Associated gas production, including by private E&Ps in the Permian Basin, is expected to slow amid a consolidation wave, an energy analyst says.
The oil-prone basin, where gas production is driven by oil-directed wells, is currently dominating U.S. gas production growth, Rystad Energy Senior Analyst Matthew Bernstein said during Hart Energy’s DUG GAS+ Conference and Expo.
About 25% of Lower 48 dry gas production is associated gas, mainly from the Permian. However, year-on-year changes compared to dry gas production in key plays such as the Appalachian Basin and Haynesville Shale could look much different by 2026.
“From the perspective of a gas E&P located in Appalachia or the Haynesville, you are going to have to endure some short-term pain probably with the gas that’s coming out of the Permian right now driven by oil economics,” Bernstein said. “But in the longer term, we do expect the rate of that growth to slow due to this consolidation.”
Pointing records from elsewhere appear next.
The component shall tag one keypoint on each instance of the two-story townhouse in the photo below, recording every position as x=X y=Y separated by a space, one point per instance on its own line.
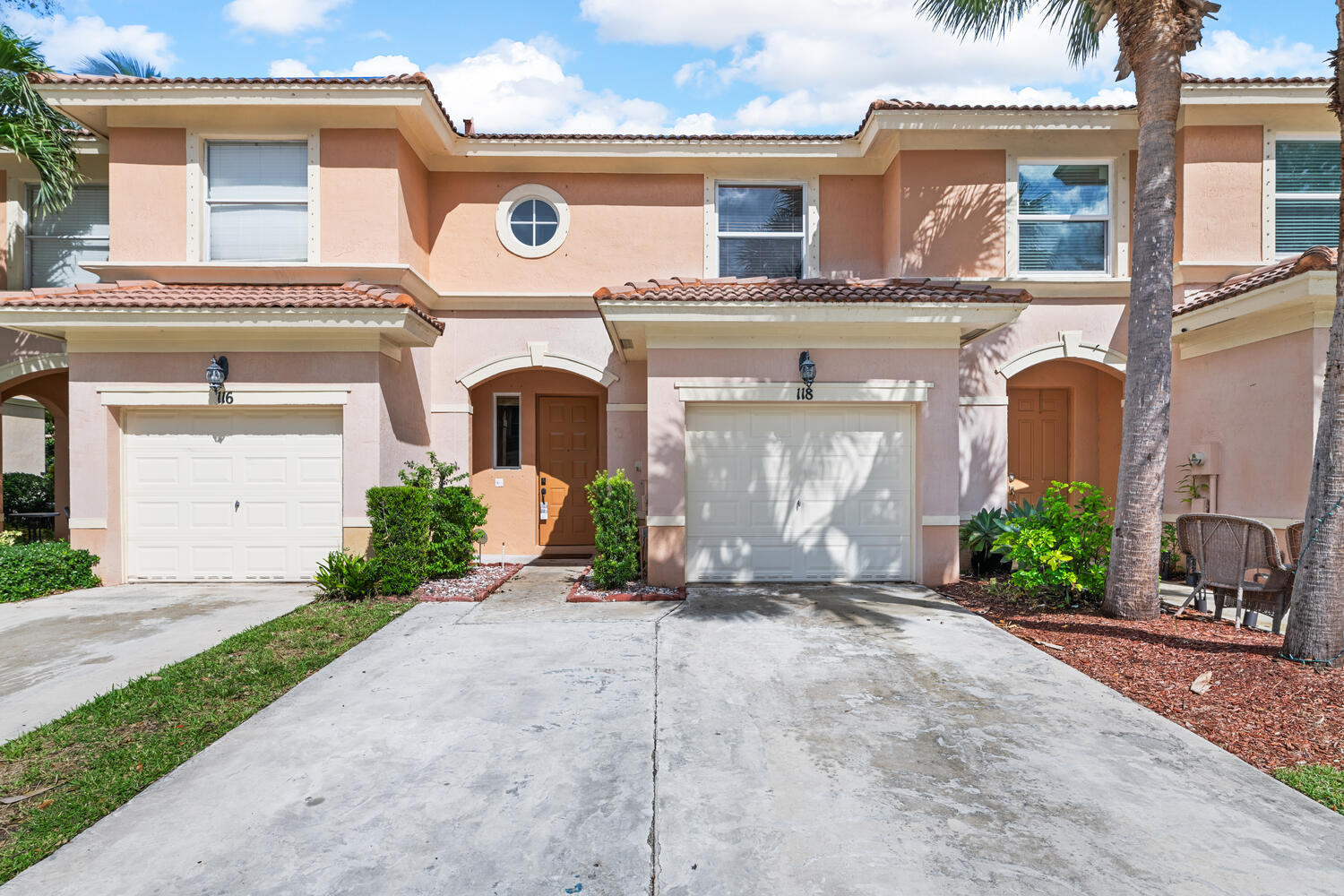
x=814 y=355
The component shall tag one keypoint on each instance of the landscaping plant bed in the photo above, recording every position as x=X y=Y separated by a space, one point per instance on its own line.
x=585 y=591
x=1273 y=713
x=476 y=584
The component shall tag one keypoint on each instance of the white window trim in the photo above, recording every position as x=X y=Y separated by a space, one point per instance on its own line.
x=1117 y=236
x=198 y=214
x=1269 y=223
x=521 y=194
x=811 y=222
x=495 y=430
x=26 y=236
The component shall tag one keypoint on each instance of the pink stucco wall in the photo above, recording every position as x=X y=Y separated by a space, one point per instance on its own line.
x=952 y=212
x=935 y=457
x=623 y=228
x=851 y=215
x=1253 y=406
x=147 y=177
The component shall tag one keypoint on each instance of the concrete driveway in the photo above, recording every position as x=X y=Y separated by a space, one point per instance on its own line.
x=816 y=739
x=59 y=651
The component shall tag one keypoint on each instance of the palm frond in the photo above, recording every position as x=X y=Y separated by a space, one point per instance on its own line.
x=115 y=62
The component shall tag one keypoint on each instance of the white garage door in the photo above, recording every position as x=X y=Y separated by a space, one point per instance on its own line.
x=223 y=493
x=781 y=492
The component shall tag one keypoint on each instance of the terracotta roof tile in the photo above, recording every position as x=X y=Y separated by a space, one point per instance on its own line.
x=147 y=293
x=1314 y=258
x=788 y=289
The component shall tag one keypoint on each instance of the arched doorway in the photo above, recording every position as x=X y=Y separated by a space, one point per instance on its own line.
x=1064 y=425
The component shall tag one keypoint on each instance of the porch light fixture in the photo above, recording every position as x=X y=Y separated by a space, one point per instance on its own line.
x=217 y=373
x=806 y=368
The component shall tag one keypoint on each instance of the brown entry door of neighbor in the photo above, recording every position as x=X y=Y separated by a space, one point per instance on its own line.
x=566 y=461
x=1038 y=440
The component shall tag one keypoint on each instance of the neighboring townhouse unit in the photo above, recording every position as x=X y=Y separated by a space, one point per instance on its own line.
x=381 y=282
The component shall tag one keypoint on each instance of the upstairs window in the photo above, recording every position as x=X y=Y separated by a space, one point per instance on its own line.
x=1064 y=218
x=762 y=230
x=58 y=242
x=1306 y=194
x=257 y=201
x=508 y=432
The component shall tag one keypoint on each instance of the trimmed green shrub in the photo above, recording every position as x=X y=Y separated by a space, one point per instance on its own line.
x=29 y=493
x=1062 y=551
x=398 y=540
x=43 y=567
x=344 y=576
x=456 y=516
x=617 y=530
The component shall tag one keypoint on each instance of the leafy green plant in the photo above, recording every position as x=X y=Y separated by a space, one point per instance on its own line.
x=43 y=567
x=457 y=514
x=29 y=493
x=1062 y=551
x=400 y=530
x=346 y=576
x=1190 y=487
x=616 y=530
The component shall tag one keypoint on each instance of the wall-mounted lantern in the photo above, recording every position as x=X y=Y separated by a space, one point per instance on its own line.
x=806 y=368
x=217 y=373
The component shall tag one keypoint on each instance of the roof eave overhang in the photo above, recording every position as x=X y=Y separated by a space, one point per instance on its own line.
x=397 y=325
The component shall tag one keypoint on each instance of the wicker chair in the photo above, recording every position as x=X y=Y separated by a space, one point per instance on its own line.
x=1295 y=541
x=1236 y=557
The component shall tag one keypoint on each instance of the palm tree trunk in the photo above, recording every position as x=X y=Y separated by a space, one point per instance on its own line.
x=1316 y=624
x=1134 y=548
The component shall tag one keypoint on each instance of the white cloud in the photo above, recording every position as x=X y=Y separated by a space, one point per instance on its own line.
x=515 y=86
x=66 y=42
x=281 y=16
x=1223 y=54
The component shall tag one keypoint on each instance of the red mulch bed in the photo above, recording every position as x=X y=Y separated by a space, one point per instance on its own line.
x=476 y=584
x=585 y=591
x=1268 y=711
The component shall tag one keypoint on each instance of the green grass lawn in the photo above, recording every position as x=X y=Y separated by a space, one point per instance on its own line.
x=1322 y=783
x=102 y=754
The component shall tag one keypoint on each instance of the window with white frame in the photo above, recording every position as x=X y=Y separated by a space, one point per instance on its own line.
x=56 y=244
x=1064 y=218
x=762 y=230
x=508 y=432
x=1306 y=194
x=257 y=201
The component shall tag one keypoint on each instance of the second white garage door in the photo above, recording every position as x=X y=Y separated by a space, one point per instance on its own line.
x=231 y=495
x=780 y=492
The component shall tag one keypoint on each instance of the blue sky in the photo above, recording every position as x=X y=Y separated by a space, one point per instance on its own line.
x=640 y=66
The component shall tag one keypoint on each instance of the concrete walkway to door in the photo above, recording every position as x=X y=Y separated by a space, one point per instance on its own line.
x=814 y=739
x=66 y=649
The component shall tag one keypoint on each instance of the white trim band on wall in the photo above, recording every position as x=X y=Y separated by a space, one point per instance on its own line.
x=714 y=390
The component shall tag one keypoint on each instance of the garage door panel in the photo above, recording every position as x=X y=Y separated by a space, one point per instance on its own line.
x=231 y=493
x=806 y=493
The most recent M&A rush has left fewer private E&Ps of scale, according to Rystad. The firm estimates that the top six combined firms now own about 62% of the net remaining oil resources in the Permian, and focus has shifted from the so-called Shale 4.0 era to inventory preservation with moderate production growth.
“There’s some potential for operators in gassier areas of the basin or potential for companies to pick up some of those non-core or non-strategic assets that are set to be divested by the Exxons and the Diamondbacks of the world,” Bernstein said. “But that said, we just really don’t think that the absolute scale of the volumes that are going to be coming from that is the same as in the assets that were operated by these large private E&Ps in the Shale 3.0 era.”
Changes ahead
Besides consolidation, lower initial production rates are also expected to contribute this year to a decline in associated gas produced in the Permian, according to Rystad.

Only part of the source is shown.